In the morning we made much better time and made it into Louisiana. While heading through a swamp I felt like the van was shaking from side to side as we went along. I knew that it was a sign that a tire was going bad and told my Dad and brother that we should check it out. We didn’t check it out and continued down the road. A short while later there was a loud bang and our van swerved out of control. Luckily we got over to the side of the road without rolling or hitting any other vehicles. We got out and started playing in the swamp again while my Dad tried to use a puny car jack to lift the Megavan. The jack broke and we were left without any means of changing the tire. A tow truck happened by and lifted the back end of the van so we could put a spare on. We headed into town to buy another tire but all the tire places were closed. We spent the night there and got a new tire in the morning.

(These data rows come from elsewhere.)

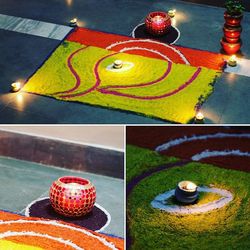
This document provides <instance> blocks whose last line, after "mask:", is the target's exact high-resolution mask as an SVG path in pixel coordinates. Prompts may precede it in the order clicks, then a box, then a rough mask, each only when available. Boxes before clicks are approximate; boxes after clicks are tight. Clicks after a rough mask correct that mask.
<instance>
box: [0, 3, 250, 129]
mask: <svg viewBox="0 0 250 250" xmlns="http://www.w3.org/2000/svg"><path fill="white" fill-rule="evenodd" d="M20 2H22V4H20ZM70 3H71V4H70ZM0 6H1V10H0V14H6V15H13V16H21V17H25V18H33V19H36V20H41V21H46V22H52V23H56V24H64V25H65V24H67V22H68V20H70V19H71V18H72V17H75V16H76V17H78V19H79V20H80V21H81V22H82V23H84V26H85V27H88V28H92V29H98V30H102V31H106V32H112V33H118V34H123V35H129V34H130V33H131V31H132V29H133V27H134V26H136V25H137V24H138V23H140V22H141V21H142V20H143V19H144V17H145V16H146V15H147V13H148V12H150V11H153V10H168V9H169V8H176V9H177V11H178V15H177V16H176V26H177V27H178V29H179V30H180V31H181V37H180V39H179V41H178V42H177V44H178V45H182V46H187V47H192V48H197V49H204V50H209V51H214V52H219V51H220V43H219V40H220V38H221V36H222V26H223V22H224V21H223V12H224V9H223V8H218V7H213V6H207V5H199V4H198V5H197V4H192V3H187V2H183V1H176V0H169V1H167V2H166V1H159V0H157V1H146V0H137V1H132V0H123V1H119V2H117V1H114V0H104V1H98V2H97V1H93V0H86V1H80V0H78V1H77V0H75V1H74V0H72V1H69V0H68V1H62V0H51V1H46V0H41V1H38V0H36V1H28V0H22V1H20V0H9V1H6V0H5V1H4V0H0ZM16 6H18V8H17V7H16ZM97 6H98V8H97ZM249 35H250V13H249V12H246V13H245V16H244V20H243V34H242V40H243V47H242V53H243V56H244V57H245V58H248V59H250V40H249V39H248V37H249ZM0 36H1V38H2V40H1V43H0V53H1V59H0V67H1V69H2V70H1V73H2V74H1V75H0V82H1V86H2V87H1V89H0V94H1V96H0V123H89V124H94V123H95V124H104V123H122V124H131V123H137V124H141V123H164V122H162V121H159V120H156V119H151V118H147V117H143V116H139V115H136V114H133V113H129V112H125V111H124V112H123V111H116V110H109V109H104V108H100V107H93V106H89V105H84V104H78V103H72V102H62V101H57V100H55V99H52V98H48V97H43V96H37V95H32V94H26V93H22V94H10V93H8V91H9V85H10V83H11V82H13V81H14V80H16V79H19V78H21V79H27V77H28V76H30V75H31V74H32V73H33V72H34V71H35V69H37V67H38V66H39V65H41V63H42V62H43V61H44V60H45V59H46V57H47V56H48V54H49V53H51V51H52V50H53V49H54V48H55V47H56V46H57V45H58V43H59V41H57V40H51V39H47V38H41V37H36V36H31V35H26V34H21V33H17V32H11V31H5V30H0ZM248 83H249V78H248V77H244V76H239V75H233V76H232V74H229V73H223V76H222V77H221V78H220V79H218V81H217V83H216V85H215V91H214V93H213V95H212V96H210V98H209V99H208V101H207V102H206V103H205V104H204V105H203V112H204V114H205V116H206V117H207V119H206V123H250V116H247V115H246V114H248V110H249V108H250V103H249V98H248V94H247V93H249V92H248V89H249V84H248Z"/></svg>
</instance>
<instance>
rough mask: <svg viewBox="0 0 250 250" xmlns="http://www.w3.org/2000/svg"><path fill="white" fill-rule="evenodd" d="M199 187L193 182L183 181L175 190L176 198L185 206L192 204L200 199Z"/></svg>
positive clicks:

After we got the new tire we headed back into Texas. It was smooth sailing until we got near Abilene. There came a very loud grumbling from under the van. Oh joy, we get to stop again. The place we stopped said it was a bad catalytic converter and we all just jumped back in and headed home with the loud noise.

Not only did the vacation take up my spring break but I missed a few days of school and had a lot of make-up work to do. If any vacation ever tops that one as my worst it will most definitely be my last vacation.